Coincidentally it was Pride Day, with a raucous celebration happening outside KeyArena at Seattle Center. Many were campaigning for marriage equality in the state of Washington, looking for approval of Referendum 74 in November.
Belgium legalized gay marriage in 2003.
After falling in love in France, where Wauters began her playing career, she and Wielfaert were married in the summer of 2007 in their native country.
Wauters came out to her parents at age 21 but she understands the struggle for American players.
WNBA star Seimone Augustus of Minnesota came out this season, saying she will get married after the Olympics.
“My mom always told me to ‘be yourself,’ ” Augustus said. “People are either going to accept you or they’re not. For the people that don’t accept you, to hell with them and keep pushing forward. But I actually got a warm embrace from a lot of young women who are dealing with the process and said I helped open their eyes and feel more comfortable about coming out.”
Wauters was startled at the warm response in Seattle. Not that the couple experienced any negativity previously in the WNBA, but returning with children, Wauters was appreciative of the Storm helping the family find a bigger home in Bellevue that’s near a park for the kids. The kids love to swing.
After games, the Storm players embrace the family scene. Lou crawls on the KeyArena floor with forward Tina Thompson’s son Dyllan. Lou bounces on Wauters’ lap while she signs autographs.

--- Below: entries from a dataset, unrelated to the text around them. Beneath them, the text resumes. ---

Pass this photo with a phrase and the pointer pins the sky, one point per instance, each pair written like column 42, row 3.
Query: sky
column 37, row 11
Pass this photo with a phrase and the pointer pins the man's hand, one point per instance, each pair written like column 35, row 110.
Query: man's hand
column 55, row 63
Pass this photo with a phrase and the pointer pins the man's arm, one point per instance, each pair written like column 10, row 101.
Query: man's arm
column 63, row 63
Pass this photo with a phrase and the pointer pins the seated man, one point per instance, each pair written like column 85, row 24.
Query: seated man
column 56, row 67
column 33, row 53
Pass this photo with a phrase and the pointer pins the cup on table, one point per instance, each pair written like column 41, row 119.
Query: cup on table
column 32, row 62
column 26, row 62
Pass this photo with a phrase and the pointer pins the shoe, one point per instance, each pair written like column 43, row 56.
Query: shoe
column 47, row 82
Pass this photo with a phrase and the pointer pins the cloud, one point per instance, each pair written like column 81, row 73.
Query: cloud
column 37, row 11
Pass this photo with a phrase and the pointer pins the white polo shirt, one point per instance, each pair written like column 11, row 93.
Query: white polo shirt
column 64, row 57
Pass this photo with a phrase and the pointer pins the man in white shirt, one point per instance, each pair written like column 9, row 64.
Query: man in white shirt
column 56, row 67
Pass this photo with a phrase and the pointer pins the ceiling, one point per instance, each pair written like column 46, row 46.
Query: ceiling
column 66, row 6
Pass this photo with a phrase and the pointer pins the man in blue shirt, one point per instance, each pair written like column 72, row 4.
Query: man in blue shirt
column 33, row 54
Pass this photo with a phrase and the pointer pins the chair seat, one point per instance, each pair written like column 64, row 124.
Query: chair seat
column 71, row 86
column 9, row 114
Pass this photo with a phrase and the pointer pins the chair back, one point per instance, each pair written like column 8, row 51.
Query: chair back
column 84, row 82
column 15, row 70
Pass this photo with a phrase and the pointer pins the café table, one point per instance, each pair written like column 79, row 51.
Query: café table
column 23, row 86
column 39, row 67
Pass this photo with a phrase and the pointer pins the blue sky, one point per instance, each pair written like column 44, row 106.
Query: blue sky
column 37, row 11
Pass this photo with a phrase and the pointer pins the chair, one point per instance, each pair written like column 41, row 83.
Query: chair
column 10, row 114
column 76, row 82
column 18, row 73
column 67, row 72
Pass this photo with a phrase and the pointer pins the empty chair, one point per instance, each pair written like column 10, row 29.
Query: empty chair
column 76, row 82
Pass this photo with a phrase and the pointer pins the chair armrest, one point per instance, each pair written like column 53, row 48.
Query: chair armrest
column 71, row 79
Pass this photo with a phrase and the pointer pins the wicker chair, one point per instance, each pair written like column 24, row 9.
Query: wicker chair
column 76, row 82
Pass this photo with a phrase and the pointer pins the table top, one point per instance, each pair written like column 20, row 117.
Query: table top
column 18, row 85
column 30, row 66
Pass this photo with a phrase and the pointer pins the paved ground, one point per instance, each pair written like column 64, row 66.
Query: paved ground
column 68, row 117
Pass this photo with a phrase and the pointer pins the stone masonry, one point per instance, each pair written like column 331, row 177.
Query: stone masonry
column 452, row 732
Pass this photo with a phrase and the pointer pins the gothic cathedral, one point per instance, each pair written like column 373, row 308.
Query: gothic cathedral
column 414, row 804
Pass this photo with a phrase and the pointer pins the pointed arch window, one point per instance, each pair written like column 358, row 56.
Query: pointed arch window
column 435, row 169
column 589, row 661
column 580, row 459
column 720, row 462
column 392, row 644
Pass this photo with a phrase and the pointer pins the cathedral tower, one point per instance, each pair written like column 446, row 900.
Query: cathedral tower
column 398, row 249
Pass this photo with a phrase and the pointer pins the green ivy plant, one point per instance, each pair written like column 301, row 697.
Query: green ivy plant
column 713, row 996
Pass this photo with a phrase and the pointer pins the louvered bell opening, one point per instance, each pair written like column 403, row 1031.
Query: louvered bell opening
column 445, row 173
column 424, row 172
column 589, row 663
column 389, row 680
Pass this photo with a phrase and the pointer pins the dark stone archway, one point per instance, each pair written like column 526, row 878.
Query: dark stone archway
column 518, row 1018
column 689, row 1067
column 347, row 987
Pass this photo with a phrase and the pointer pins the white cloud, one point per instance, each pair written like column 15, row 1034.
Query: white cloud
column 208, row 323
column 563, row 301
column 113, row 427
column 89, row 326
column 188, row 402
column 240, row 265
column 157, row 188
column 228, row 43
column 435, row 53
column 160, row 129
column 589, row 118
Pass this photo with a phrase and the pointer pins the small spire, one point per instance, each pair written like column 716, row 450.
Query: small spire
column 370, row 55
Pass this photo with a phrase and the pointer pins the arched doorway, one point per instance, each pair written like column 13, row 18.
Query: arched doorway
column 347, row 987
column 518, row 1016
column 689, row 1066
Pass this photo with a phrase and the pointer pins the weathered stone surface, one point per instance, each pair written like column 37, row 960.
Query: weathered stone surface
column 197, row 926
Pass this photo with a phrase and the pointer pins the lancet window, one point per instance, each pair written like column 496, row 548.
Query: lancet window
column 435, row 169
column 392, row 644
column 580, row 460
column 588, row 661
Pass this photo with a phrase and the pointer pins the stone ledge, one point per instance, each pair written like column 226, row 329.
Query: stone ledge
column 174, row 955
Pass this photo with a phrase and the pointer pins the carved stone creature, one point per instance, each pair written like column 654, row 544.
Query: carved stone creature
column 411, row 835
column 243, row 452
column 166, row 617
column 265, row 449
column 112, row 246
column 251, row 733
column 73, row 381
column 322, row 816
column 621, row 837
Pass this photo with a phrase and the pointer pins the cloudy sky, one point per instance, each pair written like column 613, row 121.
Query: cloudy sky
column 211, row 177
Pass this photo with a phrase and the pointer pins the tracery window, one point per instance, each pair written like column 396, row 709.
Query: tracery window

Guard Katie Smith chats with her brothers and forward Camille Little flirts with her boyfriend.
Wauters is enjoying the balance of babies and basketball.
“I never thought of this when I was really young, that I would have this life,” she said. “I kind of fell into it and never knew I was going to be a professional basketball player, either. Now I’m at this point of my life and I’m proud.
“I’m just really, really happy that I have this little family.”